Prayag, Kervin; du Toit, Carla; Cramer, Michael; Thomson, Robert (2021), Faunal input at host plants: can Camelthorn trees use nutrients imported by resident Sociable weavers?, Dryad, Dataset, https://doi.org/10.5061/dryad.1ns1rn8rt

Abstract

“Islands of fertility” result from the focussing of water and nutrients around many shrub- or tree species due to plants foraging for resources. Plant-animal feedbacks may amplify the development of such islands through environmental modification due to, for example, faunal deposition of nutrients and seeds. Fauna residing within vegetation clumps are likely to exert stronger feedbacks on their hosts than itinerant species. We studied the interaction between camelthorn trees (Vachellia erioloba) and the colonial nests of sociable weavers (Philetairus socius) in the Kalahari. We hypothesised that the accumulation of biological material below the nests will alter the nutrient status of the soil beneath the nest trees, in relation to unoccupied trees and the surrounding grassland.

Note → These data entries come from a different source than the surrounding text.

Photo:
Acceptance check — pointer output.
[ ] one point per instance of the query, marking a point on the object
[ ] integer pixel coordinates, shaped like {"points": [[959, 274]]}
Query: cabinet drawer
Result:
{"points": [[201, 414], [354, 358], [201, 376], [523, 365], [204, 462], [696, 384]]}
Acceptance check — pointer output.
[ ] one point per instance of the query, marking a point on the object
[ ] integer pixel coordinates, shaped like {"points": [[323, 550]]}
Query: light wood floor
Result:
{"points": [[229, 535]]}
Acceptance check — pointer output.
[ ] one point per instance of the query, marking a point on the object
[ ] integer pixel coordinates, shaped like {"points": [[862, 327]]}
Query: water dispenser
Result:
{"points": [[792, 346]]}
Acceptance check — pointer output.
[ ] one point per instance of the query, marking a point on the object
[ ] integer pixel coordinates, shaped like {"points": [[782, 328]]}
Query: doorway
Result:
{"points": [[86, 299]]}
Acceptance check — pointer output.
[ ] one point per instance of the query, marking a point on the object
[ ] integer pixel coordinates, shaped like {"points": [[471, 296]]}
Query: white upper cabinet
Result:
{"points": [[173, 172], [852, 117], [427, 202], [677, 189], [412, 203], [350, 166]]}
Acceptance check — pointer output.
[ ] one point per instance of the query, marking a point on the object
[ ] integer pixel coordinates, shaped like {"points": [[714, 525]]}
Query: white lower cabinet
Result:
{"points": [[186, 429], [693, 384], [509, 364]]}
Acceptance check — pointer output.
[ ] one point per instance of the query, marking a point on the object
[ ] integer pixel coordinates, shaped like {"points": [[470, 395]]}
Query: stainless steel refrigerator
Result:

We also suggested that this association will have both positive and negative effects on the camelthorn trees. We found that soil concentrations of N, P and K were respectively 4, 4.6 and 1.2 times higher below trees with nests compared to control trees, indicating faunal concentration of nutrients. Soil δ15N values were higher below trees with than below control trees without nests. Foliar δ15N values were also higher in nest trees than in control trees, showing the trees accessed faunally-derived N. Furthermore, foliar biomass per diameter of terminal branches was 27% higher in nest trees, suggesting that trees respond to nutrient input from the weavers with increased growth. Large barren areas in the sub-canopy vegetation directly beneath the colonies were attributed to decreased water infiltration rates as a result of accumulation of organic matter due to continuous deposition of faeces, possibly limiting competitive species from establishing in the sub-canopy. On the other hand, canopy volume was reduced in trees with nests due to nests occupying large volumes within the canopy and nests frequently causing branch fall, indicating costs associated with hosting weaver colonies.